La necesidad de repensar la globalización, tal y como la hemos
entendido a lo largo de estos últimos años, es una de las exigencias de
esta crisis económica en la que acabamos de entrar y cuya dimensión,
tanto en lo cuantitativo como en lo temporal, resulta altamente
imprevisible e impredecible.
Los lazos entre economías, la ampliación
de las redes empresariales a través de todo el mundo, la interconexión
de los productos y mercados así como el establecimiento de
especializaciones sectoriales o de ámbitos de actividad, han conformado
una economía global que ha dado importantes argumentos de bonanzas a los
exégetas del fenómeno.
Pero la crisis del coronavirus ha desenmascarado algunas de estas
supuestas virtudes. En el caso español parece haber quedado
suficientemente probado. España es un país con un grado de desarrollo
económico bastante alto. Nos movemos en torno a los puestos 10 a 15 del
mundo, según las clasificaciones habituales.
No es solo la capacidad
tecnológica y productiva lo que nos coloca en una posición mundial más
que aceptable.

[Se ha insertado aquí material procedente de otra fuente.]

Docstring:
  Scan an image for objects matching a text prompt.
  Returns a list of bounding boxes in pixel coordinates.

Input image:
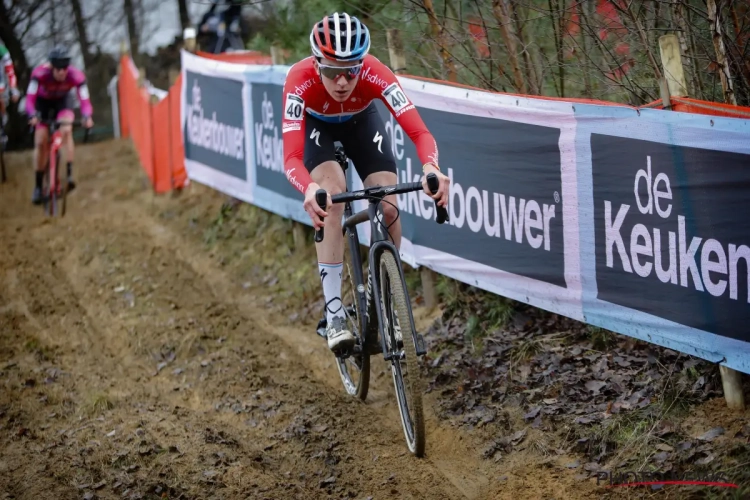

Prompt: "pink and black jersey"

[26,63,93,117]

Es también el volumen, la potencia, la envergadura de
nuestra industria, los que han colocado a España en una posición
bastante envidiable en el contexto internacional.

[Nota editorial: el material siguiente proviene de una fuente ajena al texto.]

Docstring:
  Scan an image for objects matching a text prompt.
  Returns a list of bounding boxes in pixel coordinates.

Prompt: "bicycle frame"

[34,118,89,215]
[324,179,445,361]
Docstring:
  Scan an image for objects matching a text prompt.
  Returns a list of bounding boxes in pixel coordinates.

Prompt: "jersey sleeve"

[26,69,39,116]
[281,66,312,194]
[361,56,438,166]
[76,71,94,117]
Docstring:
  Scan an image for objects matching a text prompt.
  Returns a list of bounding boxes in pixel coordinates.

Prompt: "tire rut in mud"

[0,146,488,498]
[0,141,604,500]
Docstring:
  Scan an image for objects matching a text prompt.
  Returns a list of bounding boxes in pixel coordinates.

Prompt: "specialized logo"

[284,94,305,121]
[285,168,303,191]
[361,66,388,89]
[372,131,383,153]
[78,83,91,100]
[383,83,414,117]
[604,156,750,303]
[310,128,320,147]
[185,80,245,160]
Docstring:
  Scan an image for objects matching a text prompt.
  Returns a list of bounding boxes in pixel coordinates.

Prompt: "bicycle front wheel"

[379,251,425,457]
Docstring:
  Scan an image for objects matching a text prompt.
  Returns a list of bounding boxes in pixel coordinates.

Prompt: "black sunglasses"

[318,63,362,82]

Por este motivo se entiende que las necesidades que ha sacado a
relucir la pandemia en nuestro país (producción de mascarillas,
respiradores y otros artilugios de la demanda sanitaria) hayan quedado
muy alejadas de las capacidades de producción, hasta el punto de
recurrir de forma no solo masiva sino incluso exclusiva a otros
fabricantes internacionales, cuya posición en el terreno industrial y
tecnológico puede considerarse bastante alejada de la que han acreditado
nuestras empresas.
Algunas de ellas convertidas ya en importantes
multinacionales, presentes en docenas de países, entre ellos los más
desarrollados.
Mirando fríamente la situación, no se entiende bien como un país que
cuenta con capacidades importantísimas en la industria textil o en
sectores de cierta calidad vanguardista como el del automóvil, no haya
sido capaz de poner en marcha cuanto antes, en plazos mucho más
ajustados a las necesidades, de los que realmente han aplicado otros
países convertidos de golpe y porrazo en importantes proveedores de
material sanitario de carácter estratégico para nuestro país.
Hubo un tiempo en que España transitaba por las primeras etapas de la
industrialización, cuando fue capaz de cubrir necesidades más o menos
perentorias aplicando las reglas básicas de la autarquía. Aquella
etapa fue sustituida por la liberalización, en la que en España se
podía importar de todo y se exportaba casi de todo.
Pero a esta primera
fase de apertura ha seguido la denominada globalización, en la que se
han dejado de lado cuestiones de importancia estratégica como los que
hemos visto desarrollarse en estas últimas semanas. Está claro que la
globalización económica mundial ha llegado para quedarse, pero una cosa
es globalizar y otra muy distinta es dejar amplios espacios de
dependencia, en los que algunos países se convierten en monopolizadores
de la oferta (caso de China en la reciente crisis de suministros) y
otros en víctimas de una insuficiencia de suministros que no tiene razón
de ser.
Esa es una de las tareas que el entusiasmo por las bondades de
la globalización debería dejar de un lado y cuanto antes.
No se trata lógicamente de volver a la autarquía pero sí de afrontar
una estrategia de suministros imprescindibles para la sociedad que
puedan ser fabricados en puntos dispersos y diversificados que impidan
la existencia de cuellos de botella como hemos visto en las últimas
semanas, algunos de ellos, por cierto, aún sin resolver.